The Prickle (@ThePrickle) October 12, 2019
Celebrating the 30th anniversary of the Hong Kong Cultural Centre, some new works are being commissioned which reference the very venue itself. The four Chinese characters of the title reference the four different dance pieces — two solos and two duets — by renowned choreographers and dancers who have a long association with the venue.
Daniel Yeung’s solo HongKongMarch 1989-2019, which closes the show, is earth-shattering: a must-see piece amid an otherwise fairly tame programme. A nude figure writhes across the floor, sometimes pathetically embryonic, sometimes powerfully machine-like. He discovers two hoses that dangle from the ceiling: one sprays him with clear water; the other with black tar. At one moment, discovering the shock of the tar for the first time, he covers his mouth: he is wet and naked, except for what now looks like a black face mask. There is no curtain call, just a breathless audience, who file out in stunned silence.

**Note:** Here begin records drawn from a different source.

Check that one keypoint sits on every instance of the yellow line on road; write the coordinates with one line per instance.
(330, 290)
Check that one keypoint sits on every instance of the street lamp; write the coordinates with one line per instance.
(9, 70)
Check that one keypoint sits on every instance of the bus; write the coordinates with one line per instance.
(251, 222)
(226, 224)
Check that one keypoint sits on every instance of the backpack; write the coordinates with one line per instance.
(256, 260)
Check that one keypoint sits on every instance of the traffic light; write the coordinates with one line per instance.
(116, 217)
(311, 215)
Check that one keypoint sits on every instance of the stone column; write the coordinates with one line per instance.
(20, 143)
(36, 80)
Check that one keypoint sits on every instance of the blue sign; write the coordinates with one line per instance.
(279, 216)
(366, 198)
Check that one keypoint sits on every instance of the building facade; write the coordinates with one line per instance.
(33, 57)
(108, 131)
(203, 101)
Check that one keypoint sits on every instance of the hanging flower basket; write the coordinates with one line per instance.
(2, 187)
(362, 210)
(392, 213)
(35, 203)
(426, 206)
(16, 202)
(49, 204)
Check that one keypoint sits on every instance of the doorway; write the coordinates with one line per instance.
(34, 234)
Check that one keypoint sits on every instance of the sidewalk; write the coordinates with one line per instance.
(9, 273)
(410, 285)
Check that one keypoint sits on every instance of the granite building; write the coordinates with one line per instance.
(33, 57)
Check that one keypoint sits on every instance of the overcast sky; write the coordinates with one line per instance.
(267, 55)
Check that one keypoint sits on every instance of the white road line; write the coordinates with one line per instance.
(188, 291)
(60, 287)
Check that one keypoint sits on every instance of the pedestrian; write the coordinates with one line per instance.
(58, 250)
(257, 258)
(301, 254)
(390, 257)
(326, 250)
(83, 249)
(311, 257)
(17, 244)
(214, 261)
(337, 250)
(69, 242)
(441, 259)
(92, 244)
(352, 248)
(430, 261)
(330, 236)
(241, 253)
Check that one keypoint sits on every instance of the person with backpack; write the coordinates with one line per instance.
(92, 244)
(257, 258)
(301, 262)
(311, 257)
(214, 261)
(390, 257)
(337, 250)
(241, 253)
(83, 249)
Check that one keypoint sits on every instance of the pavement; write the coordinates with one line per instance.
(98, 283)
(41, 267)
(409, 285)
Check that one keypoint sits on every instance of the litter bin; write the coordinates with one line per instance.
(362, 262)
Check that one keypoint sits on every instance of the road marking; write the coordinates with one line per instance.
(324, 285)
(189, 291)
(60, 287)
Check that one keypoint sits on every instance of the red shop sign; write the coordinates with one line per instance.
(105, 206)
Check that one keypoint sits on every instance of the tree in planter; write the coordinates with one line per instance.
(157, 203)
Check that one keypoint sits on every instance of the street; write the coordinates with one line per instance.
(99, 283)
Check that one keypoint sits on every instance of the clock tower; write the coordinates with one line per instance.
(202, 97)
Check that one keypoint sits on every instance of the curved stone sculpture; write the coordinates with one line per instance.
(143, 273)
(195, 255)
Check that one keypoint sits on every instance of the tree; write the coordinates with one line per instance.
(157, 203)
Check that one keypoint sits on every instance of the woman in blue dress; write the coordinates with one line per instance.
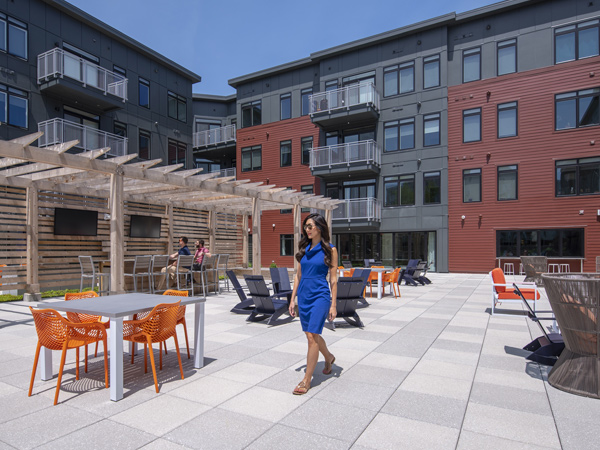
(316, 301)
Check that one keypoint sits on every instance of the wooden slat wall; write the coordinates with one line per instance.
(59, 266)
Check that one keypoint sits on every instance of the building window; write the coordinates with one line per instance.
(577, 109)
(472, 125)
(285, 102)
(507, 120)
(305, 94)
(507, 57)
(471, 185)
(251, 114)
(431, 129)
(252, 158)
(471, 64)
(307, 189)
(508, 177)
(431, 71)
(286, 245)
(285, 153)
(13, 36)
(566, 242)
(306, 144)
(578, 177)
(432, 188)
(177, 106)
(144, 145)
(144, 92)
(14, 106)
(399, 190)
(576, 41)
(399, 79)
(177, 152)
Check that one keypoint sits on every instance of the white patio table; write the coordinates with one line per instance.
(116, 307)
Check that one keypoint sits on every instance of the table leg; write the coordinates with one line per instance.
(116, 358)
(46, 364)
(199, 335)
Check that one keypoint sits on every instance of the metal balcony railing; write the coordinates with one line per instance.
(358, 208)
(214, 136)
(59, 63)
(230, 172)
(366, 152)
(346, 97)
(57, 131)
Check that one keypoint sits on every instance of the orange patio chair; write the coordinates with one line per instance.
(57, 333)
(503, 292)
(84, 318)
(180, 315)
(156, 327)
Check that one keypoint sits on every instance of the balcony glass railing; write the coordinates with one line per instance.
(358, 208)
(365, 152)
(214, 136)
(57, 62)
(57, 131)
(346, 97)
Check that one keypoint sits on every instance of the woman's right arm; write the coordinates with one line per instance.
(297, 278)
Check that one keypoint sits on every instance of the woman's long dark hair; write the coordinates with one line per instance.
(321, 224)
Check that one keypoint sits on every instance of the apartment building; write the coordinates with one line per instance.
(72, 76)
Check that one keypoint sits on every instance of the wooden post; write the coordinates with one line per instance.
(33, 286)
(256, 254)
(245, 241)
(117, 252)
(297, 232)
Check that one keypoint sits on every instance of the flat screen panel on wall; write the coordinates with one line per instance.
(75, 222)
(144, 226)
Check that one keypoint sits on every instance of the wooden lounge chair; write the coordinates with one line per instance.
(267, 305)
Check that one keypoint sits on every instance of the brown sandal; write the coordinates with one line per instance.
(301, 389)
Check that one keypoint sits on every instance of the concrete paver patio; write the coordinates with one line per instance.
(429, 370)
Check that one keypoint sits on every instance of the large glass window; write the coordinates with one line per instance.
(507, 119)
(285, 153)
(471, 64)
(431, 129)
(432, 188)
(285, 102)
(144, 92)
(431, 71)
(471, 185)
(508, 177)
(576, 41)
(472, 125)
(177, 106)
(507, 57)
(578, 177)
(306, 146)
(577, 109)
(562, 242)
(251, 114)
(252, 158)
(14, 106)
(399, 190)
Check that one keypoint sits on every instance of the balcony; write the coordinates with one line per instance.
(57, 131)
(360, 158)
(358, 103)
(63, 74)
(357, 212)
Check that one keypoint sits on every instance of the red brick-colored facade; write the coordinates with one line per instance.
(472, 241)
(269, 136)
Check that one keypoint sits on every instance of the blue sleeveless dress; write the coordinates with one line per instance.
(314, 296)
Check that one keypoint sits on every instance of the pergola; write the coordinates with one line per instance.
(23, 165)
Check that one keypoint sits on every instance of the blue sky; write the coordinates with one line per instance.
(220, 40)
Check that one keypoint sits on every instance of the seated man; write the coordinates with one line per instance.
(172, 268)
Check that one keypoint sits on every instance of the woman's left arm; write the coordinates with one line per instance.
(333, 284)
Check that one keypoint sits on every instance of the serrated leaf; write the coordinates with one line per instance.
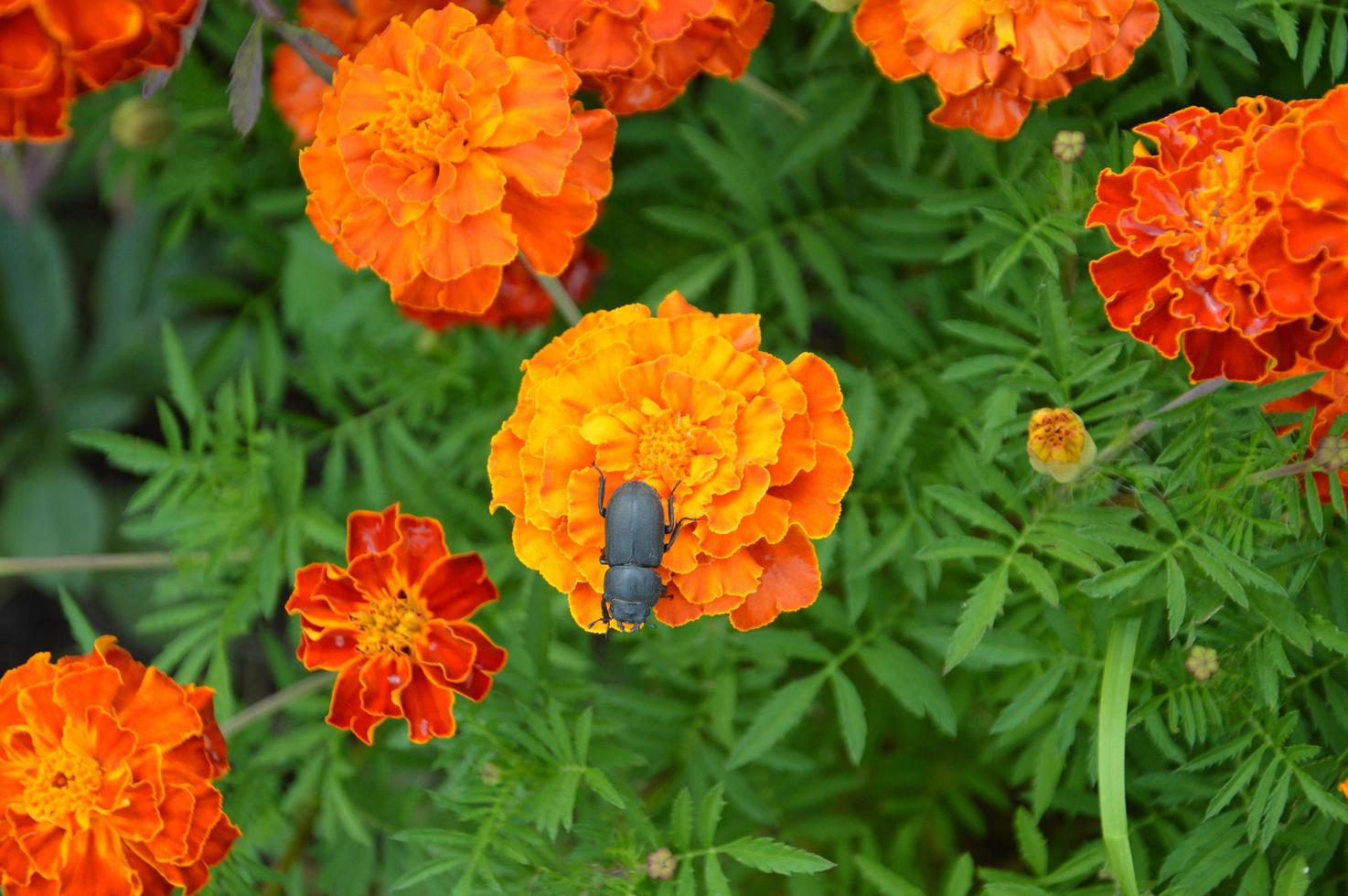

Yuri Ng’s opening duet 29+50=30, featuring Icey Lam in Chinese “water-sleeves” and Terry Tsang in tight jean shorts and a genderqueer crop top, also depicts the complex play and struggle between two diametrically opposed figures. The ending is clear: Lam centre stage in a triumphant pose from traditional Chinese opera, while Tsang cowers in the corner, his head desperately in his hands.
Mui Cheuk Yin’s solo, “Faces”, uses a patchwork cape to depict many floundering figures, including the outside statue, César’s The Flying Frenchman (1991). There’s no curtain call here either, but a yell out to the audience: “Free Hong Kong!” Dick Wong’s bold duet A Body Research has no movement at all, but rather a Cantonese-language presentation out to the audience on the history of the Hong Kong Cultural Centre.
Playing at the Studio Theatre 11 – 13 October 2019.